IBM announced that it has built two new quantum computers, which number 16 and 17 qubits, respectively. The 16-qubit computer will be available to developers and researchers at no cost through the IBM Cloud service. The 17-qubit quantum computer will be sold as a prototype commercial product to other companies.
A qubit is the basic unit of information in a quantum computer, as well as the quantum equivalent of a "bit" in the conventional computing world. However, instead of having a value of either 0 or 1, it can have 0, 1, or both values at the same time. This is called "superposition," and it's a fundamental property of quantum computing.
Towards Quantum Supremacy
IBM and Google believe that “quantum supremacy,” or the moment when quantum computers will solve at least some problems faster than the fastest supercomputers on Earth, will be achieved when we can build a quantum computer with around 50 qubits. Both companies plan to have such a computer ready in the next few years.
So far most universal quantum computers have been stuck at five or fewer qubits, with Google being one of the few to break apart with its nine-qubit quantum computer. Google’s computer was also able to demonstrate one of the first practical applications of universal quantum computers by accurately simulating a hydrogen H2 molecule.
Although we don’t know yet if Google has further upgraded its quantum computer since it last talked about the nine-qubit one, IBM seems to have one-upped Google this time with 16- and 17-qubit quantum computers.
IBM’s New Quantum Computers
The 16-qubit quantum computer will allow more complex experimentation than its previous five-qubit system, according to IBM. It will be freely accessible to developers, programmers, and researchers who want to run quantum algorithms, work with individual qubits, or explore tutorials and simulations. Beta access is available through the IBM Quantum Experience program, and a new software development kit (SDK) is available on GitHub.
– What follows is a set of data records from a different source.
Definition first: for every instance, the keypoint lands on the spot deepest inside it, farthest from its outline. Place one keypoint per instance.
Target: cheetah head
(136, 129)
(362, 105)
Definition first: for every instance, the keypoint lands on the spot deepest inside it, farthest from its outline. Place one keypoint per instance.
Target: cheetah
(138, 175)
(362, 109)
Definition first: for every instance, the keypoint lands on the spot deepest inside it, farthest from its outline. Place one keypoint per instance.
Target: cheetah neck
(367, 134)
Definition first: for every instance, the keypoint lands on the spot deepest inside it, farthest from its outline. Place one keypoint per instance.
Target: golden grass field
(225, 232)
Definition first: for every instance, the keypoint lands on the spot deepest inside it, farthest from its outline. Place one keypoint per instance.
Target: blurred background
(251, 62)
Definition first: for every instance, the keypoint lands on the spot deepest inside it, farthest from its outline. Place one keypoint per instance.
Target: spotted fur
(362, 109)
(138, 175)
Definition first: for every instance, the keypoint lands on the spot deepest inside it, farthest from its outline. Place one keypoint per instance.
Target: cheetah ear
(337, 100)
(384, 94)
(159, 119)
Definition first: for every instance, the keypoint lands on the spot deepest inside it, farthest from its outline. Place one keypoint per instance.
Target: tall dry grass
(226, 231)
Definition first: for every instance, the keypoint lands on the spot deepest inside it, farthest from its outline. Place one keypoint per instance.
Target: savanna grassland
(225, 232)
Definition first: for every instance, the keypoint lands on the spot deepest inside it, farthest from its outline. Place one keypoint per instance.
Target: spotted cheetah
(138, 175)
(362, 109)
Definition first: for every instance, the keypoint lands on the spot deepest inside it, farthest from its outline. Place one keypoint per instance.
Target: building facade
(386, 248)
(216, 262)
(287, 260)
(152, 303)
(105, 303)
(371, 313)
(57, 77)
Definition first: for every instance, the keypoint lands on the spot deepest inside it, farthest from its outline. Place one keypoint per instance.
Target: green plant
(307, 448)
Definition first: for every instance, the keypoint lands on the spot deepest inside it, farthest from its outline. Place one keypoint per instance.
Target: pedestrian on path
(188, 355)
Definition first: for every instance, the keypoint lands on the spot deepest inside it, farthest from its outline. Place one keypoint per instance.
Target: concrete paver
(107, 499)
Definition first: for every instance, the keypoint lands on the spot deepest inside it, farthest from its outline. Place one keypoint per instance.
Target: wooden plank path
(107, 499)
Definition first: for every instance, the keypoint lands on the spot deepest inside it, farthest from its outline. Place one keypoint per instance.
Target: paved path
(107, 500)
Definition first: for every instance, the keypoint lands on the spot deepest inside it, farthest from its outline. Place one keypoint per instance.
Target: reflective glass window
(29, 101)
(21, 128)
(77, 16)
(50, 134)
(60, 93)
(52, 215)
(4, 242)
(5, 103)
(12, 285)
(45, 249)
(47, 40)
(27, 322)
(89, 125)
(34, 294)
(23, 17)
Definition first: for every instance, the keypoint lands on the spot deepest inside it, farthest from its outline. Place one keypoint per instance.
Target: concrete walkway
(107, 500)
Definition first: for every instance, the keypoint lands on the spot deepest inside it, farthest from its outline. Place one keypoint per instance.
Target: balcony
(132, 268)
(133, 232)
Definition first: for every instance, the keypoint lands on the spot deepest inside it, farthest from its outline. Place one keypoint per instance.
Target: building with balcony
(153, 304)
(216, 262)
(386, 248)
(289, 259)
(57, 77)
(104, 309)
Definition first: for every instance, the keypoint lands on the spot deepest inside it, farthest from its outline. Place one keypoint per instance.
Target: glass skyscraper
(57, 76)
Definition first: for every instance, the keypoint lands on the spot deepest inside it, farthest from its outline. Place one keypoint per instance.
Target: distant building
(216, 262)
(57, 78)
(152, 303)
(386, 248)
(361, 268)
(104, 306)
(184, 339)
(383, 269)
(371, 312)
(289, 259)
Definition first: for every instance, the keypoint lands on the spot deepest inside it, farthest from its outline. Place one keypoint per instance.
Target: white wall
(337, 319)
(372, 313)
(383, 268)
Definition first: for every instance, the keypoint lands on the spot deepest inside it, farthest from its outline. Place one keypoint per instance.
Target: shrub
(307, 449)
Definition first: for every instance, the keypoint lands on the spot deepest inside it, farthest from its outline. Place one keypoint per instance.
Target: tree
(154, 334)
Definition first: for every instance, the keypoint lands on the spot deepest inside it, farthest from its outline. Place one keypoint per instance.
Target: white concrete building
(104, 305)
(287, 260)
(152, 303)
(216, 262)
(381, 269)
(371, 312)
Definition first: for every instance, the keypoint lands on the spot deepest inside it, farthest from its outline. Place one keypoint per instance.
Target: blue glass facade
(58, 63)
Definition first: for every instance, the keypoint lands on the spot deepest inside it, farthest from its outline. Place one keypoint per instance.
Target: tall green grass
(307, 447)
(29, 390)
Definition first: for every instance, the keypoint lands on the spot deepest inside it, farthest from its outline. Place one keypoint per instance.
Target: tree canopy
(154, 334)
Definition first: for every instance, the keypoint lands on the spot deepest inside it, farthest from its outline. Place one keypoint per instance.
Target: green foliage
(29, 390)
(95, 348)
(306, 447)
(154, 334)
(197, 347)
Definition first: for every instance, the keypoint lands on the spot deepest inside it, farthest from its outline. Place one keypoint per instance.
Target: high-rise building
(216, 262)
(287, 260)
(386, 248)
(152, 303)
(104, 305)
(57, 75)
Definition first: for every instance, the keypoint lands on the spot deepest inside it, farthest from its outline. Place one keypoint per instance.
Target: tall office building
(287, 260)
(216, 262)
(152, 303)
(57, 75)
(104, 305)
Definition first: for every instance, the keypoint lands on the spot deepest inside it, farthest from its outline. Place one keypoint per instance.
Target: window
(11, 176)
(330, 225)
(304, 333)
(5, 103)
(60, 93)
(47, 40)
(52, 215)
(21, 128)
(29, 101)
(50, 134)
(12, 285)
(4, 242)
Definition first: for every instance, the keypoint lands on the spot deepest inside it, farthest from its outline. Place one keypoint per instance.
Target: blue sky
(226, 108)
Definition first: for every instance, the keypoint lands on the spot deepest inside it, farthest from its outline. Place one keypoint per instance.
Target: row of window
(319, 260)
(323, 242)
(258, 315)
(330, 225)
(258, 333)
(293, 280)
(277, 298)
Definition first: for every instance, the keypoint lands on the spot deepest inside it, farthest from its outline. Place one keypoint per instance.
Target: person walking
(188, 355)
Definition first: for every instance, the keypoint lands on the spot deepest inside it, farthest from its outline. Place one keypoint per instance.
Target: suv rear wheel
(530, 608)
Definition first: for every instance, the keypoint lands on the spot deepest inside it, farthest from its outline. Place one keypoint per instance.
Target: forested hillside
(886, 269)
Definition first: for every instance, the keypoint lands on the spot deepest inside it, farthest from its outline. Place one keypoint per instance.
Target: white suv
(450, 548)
The 17-qubit quantum computer leverages significant improvements in materials, device, and architecture to make it IBM’s most powerful universal quantum computer. The chip is still a prototype but it will be offered for sale to interested businesses looking to do a quantum leap (get it?) over their competitors.
"The significant engineering improvements announced today will allow IBM to scale future processors to include 50 or more qubits, and demonstrate computational capabilities beyond today’s classical computing systems,” said Arvind Krishna, senior vice president and director of IBM Research and Hybrid Cloud.
“These powerful upgrades to our quantum systems, delivered via the IBM Cloud, allow us to imagine new applications and new frontiers for discovery that are virtually unattainable using classical computers alone,” he added.
Although IBM seems to already be ahead of everyone else when it comes to the number of quits in universal quantum computers--with the exception of D-Wave’s 2,000 qubit system, which is not a universal quantum computer--it noted that the number of qubits isn’t the most important factor, or, rather, not the only factor that matters.
Due to the fragile nature of quantum information, the quality of the qubits, how they talk to each other, and minimizing quantum errors are even more important when it comes to increasing the computational power of a quantum system.
This is why IBM has adopted a new metric, which it calls “quantum volume,” to measure the computational power of quantum computers. According to the company, the quantum volume metric accounts for the number and quality of qubits, circuit connectivity, and error rates of operations. IBM also noted that its 17-qubit prototype offers a significant improvement in quantum volume over previous quantum computers.
Over the next few years, IBM plans to increase the quantum volume of its qubits even more aggressively by improving all aspects of its quantum processors, including increasing their qubit number to 50 or more.